We will see a significant amount of turmoil as the policymakers come to grips with the different moving pieces. Currently, the ACO concept is a mental model that allows us to begin to look at the various pieces. The current regulations won't create ACOs, and they may morph into something else. But we, at this point, still have a very large section of a healthcare delivery system that continues to be obsessively driven by revenue streams generated by volume. Consequently, the way you stop this is to turn off the spigot, which by definition is the stick, and not the carrot.

Lewin: The carrots may appear later, and it will certainly happen fairly soon for those organizations that are integrated enough in partnership with payors to actually go at risk and undertake a global payment for managing either a fairly large bundle of services or for management of the whole population. Within these kinds of networks, there will be abundant opportunities to make care more effective and efficient, to reduce unnecessary admissions, reduce complications and reduce cost. In those circumstances, there will be incentives for physicians and hospitals that can achieve better efficiencies together, specifically when it improves the circumstances for patients as well. The outlook isn't gloomy for all providers, but it is for those providers that are clinging to fee-for-service, traditional funding and the current Medicare marketplace.

May: We need a paradigm shift in how we approach delivering healthcare. The stepwise efforts that we are recommending by necessity create friction at the surface where they interface with other models. This medical home model implies large-scale risk because providers would, for example, manage all patients in an entire North Texas area. At this point, this concept is very difficult to grasp, but it is the method by which we will achieve real cost savings and improved patient outcomes.
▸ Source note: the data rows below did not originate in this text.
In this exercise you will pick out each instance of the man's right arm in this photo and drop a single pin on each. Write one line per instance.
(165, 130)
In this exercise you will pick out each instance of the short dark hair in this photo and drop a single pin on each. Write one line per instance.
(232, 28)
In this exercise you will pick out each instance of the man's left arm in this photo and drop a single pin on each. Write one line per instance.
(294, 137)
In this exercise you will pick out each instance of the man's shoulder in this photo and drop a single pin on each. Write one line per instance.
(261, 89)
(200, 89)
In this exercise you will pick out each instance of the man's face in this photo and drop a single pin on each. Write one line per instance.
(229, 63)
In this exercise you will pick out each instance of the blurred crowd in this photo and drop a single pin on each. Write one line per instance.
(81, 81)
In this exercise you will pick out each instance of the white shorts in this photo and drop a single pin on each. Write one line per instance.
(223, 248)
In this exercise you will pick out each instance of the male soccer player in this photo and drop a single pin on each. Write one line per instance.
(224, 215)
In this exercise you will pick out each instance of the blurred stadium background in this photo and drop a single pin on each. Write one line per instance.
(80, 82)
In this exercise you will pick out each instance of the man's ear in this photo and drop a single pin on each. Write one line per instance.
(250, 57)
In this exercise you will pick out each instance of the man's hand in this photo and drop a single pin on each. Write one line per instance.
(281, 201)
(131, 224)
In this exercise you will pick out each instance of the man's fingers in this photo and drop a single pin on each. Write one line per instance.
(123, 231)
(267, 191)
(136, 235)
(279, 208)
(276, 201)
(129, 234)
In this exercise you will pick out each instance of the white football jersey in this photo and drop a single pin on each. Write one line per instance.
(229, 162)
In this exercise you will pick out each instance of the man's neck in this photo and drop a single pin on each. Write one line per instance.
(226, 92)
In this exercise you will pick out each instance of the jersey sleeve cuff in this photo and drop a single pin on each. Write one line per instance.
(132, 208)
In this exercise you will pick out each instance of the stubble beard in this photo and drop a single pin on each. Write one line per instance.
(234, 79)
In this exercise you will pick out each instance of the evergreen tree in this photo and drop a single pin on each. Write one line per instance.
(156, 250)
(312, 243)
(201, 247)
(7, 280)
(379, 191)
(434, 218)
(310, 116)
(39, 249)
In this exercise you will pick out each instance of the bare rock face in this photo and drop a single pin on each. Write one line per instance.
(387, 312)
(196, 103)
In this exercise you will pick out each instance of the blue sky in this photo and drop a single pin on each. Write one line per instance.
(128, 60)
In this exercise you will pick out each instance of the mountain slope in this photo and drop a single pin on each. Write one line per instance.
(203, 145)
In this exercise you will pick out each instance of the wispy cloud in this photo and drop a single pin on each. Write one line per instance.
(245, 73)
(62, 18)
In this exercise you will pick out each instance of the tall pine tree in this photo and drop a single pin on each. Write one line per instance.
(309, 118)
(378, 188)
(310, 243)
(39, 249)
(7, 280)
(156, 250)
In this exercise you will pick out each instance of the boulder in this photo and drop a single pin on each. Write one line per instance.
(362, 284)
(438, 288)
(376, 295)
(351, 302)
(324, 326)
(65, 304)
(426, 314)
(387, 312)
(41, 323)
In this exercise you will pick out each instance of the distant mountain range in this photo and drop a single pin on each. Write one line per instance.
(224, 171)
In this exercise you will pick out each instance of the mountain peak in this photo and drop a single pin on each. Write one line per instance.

Lurye: When you talk about cost savings, you have to define the time periods that you are discussing. If you are living from annual budget to annual budget, you are not going to recognize the value of preventing breast cancer 20 years from now. Somehow, there has to be value recognized in that level of investment. In addition to those patients with chronic conditions, we also have to examine the underlying population that isn't sick yet—the 80 to 85 percent who do not consume many healthcare resources now, but may in the future have high cholesterol, diabetes, chronic obstructive pulmonary disease or heart disease. As a society, do we recognize the value of an investment that's going to pay off far in the future?